Hackers responsible for the attack said told Motherboard they were able to take the data from Vtech's Kid Connect service, which allows parents and their children to converse via a Vtech tablet.

”Frankly, it makes me sick that I was able to get all this stuff,” the hacker told the website. ”Vtech should have the book thrown at them.”

Security experts have also voiced their surprise that the hackers were able to access the potentially dangerous data so easily.

"This breach is unlike any others we’ve seen and it raises a number of different issues due to the nature of the victims," Ross Brewer, vice president and managing director for international markets at LogRhythm said. "In an adult world, this would be the equivalent of a hacker accessing and stealing your photos and conversations from Facebook."

“The fact that VTech did not take even the simplest steps and encrypt their server renders me speechless. Big breaches at Sony and TalkTalk have made it clear just how easy – and damaging – it is for hackers to exploit a company’s weak point, so it’s more important than ever that businesses show they are going above and beyond to protect the data they are entrusted with – particularly when this data relates to young children," he added.

The toy maker said the breach happened on 14 November, but was not detected until 10 days later. It added it was not sure what data, if any, had been stolen, but said the database does hold information including names, email addresses, encrypted passwords, secret question and answers for password retrieval, IP addresses, mailing addresses and download history.

Vtech reassured customers it does not contain any credit card details or personal identification information such as ID card numbers, social security numbers or driving licence details.

Louise Bulman, VP EMEA at Vormetric commented: "Vtech has joined the increasingly long line of organisations facing a rather bleak end to 2015, as it becomes the latest to suffer a high-profile data breach. What’s most concerning here is the nature of the information stolen – that which relates to children – and the varying reports over the level of encryption around the compromised data."

Vtech's Learning Lodge is a gateway for children and adults to download a variety of content including games and e-books onto their devices, such as first computers and tablets.

Those who use the app store said they were alerted to the data breach via an email from the company.

"Upon discovering the unauthorised access we immediately conducted a thorough investigation, which involved a comprehensive check of the affected site and implementation of measures to defend against further attacks," Vtech said in the customer alert email.

The company has disabled the Learning Lodge website, which displayed the message: "Due to a breach of security on our Learning Lodge website, we have temporarily suspended the site...We apologise for any inconvenience caused."

"The investigation continues as we look at additional ways to strengthen our Learning Lodge database security.
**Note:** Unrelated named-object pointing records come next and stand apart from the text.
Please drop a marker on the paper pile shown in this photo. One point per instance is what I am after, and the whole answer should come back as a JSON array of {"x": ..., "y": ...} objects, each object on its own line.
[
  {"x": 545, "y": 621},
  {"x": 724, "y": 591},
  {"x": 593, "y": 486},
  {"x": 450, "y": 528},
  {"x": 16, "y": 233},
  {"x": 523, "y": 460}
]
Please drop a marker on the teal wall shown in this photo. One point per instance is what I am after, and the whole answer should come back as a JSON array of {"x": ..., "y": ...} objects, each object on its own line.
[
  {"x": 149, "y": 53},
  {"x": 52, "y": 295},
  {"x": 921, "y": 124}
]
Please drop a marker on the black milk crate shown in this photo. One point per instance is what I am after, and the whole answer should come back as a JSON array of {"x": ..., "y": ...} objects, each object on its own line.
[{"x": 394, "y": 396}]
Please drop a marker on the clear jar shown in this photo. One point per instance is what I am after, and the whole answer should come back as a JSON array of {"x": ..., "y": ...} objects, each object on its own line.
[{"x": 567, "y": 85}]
We are committed to protecting our customer information and their privacy, to ensure against any such incidents in the future," the company added in a statement.

Bulman added that companies should not limit what they encrypt on their servers to just payment information, but it should encompass all details relating to customers.

"The Vtech breach highlights yet again that organisations should be focussing on making sure sensitive data remains protected when (not if) it falls into the wrong hands – and encryption is critical to achieving this. In the past, encryption was deployed to protect only what businesses were forced to protect by compliance requirements.

By ensuring everything is safeguarded from hackers, companies can have the upper hand against criminals and ensure not only their sensitive company-related information is protected, but also their customers can be safe in the knowledge their information is secure too.

"This in turn reduces the damage that hackers can cause, as encryption renders stolen data illegible and virtually useless to them. These days, failing to encrypt data is akin to locking the front door of your home in order to feel secure, but leaving the back door wide open," she said.